Venezuelan prosecutors have arrested 21 people in connection with a wide-ranging cryptocurrency-related corruption scheme on state oil company Petroles de Venezuela SA (PDVSA), according to Reuters.

The expanding anti-corruption probe in Venezuela has led to the detention of 10 officials and 11 businessmen. The country’s attorney general has also issued arrest warrants for 11 more people.

The investigation, which began in October, is focused on state oil company PDVSA, a government entity supervising cryptocurrency operations, and the judiciary. This week, it led to the resignation of the country’s powerful oil minister, Tareck El Aissami, who had served the government for two decades.

According to Attorney General Tarek Saab, the corruption scheme involved officials, businessmen, and young people, including the so-called mafia women, who participated in corruption and money laundering. Saab described it as “one of the most lurid plots in recent years.”

The investigation revealed that a Venezuelan entity supervising the use of cryptocurrency for official transactions was assigned oil cargoes for sale with no administrative control. Many of the buyers did not pay for the oil correspondingly, leading to accusations of appropriation of public assets, money laundering, influence peddling, and criminal association.

PDVSA has accumulated $21.2 billion in commercial accounts receivable since 2020, including $3.6 billion potentially unrecoverable, after turning to dozens of little-known intermediaries to export its oil under US sanctions.

President Nicolas Maduro, who said he has been directly overseeing the probe, this week appointed PDVSA’s head Pedro Tellechea as new oil minister, delegating in him the supervision of the whole industry.

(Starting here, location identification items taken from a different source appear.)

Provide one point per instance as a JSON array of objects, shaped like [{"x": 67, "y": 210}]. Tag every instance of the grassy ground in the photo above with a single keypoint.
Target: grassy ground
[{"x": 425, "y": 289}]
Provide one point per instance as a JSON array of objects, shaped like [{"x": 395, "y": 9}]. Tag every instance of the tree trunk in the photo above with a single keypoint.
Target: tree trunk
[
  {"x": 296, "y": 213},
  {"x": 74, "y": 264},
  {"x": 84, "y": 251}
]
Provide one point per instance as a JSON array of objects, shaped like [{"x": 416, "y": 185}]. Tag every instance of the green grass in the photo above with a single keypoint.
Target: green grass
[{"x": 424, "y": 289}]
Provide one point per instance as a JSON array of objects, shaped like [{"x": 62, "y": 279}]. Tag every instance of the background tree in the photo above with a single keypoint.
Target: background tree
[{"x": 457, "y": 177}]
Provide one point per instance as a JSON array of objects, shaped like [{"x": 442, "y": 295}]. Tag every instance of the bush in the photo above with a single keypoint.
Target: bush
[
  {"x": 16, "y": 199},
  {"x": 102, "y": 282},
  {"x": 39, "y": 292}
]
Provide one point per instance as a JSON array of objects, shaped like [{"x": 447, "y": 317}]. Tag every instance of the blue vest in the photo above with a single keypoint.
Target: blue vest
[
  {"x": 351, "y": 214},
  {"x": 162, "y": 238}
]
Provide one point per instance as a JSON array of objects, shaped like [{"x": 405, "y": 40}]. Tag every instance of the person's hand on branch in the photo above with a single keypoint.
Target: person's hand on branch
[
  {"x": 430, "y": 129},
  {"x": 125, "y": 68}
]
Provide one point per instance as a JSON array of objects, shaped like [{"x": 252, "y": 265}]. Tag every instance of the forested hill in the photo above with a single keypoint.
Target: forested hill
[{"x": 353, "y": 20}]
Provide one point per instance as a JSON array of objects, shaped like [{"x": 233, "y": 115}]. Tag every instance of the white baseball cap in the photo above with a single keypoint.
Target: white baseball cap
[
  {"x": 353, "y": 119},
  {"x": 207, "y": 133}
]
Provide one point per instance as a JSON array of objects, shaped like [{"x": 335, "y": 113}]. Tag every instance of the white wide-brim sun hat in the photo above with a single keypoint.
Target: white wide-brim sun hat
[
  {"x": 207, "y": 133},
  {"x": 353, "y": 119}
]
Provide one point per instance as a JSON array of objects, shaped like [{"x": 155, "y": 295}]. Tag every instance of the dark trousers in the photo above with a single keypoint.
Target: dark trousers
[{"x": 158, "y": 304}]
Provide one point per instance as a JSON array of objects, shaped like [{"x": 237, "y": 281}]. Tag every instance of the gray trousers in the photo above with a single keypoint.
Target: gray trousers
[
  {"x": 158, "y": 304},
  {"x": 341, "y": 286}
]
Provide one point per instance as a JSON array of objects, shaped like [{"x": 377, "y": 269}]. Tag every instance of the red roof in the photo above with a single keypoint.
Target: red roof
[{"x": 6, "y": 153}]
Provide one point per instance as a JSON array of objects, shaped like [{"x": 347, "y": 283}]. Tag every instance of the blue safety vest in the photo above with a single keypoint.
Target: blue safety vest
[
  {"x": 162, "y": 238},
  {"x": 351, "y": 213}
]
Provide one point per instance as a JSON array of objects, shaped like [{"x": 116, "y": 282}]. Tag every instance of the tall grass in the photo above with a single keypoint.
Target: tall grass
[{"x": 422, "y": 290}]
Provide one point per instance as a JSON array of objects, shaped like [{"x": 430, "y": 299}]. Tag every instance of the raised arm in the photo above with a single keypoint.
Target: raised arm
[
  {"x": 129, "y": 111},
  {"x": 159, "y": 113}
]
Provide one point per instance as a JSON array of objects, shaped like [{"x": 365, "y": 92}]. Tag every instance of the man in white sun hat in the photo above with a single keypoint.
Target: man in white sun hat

This is not the first time the attorney general’s office has investigated corruption in Venezuela’s oil industry. In the last five years, Saab’s office has investigated 31 cases linked to corruption, leading to almost 200 people prosecuted. The country’s designated official body to regulate crypto assets, Sunacrip, has also been hit by corruption allegations, with its head Joselit Ramirez and several other government officials arrested on Mar. 18.

These arrests and investigations are part of the Venezuelan government’s efforts to combat corruption in its oil industry and beyond. As the country’s main source of hard-currency revenue, it is essential to ensure that the industry operates transparently and ethically. The world will be watching closely to see if these efforts result in real change.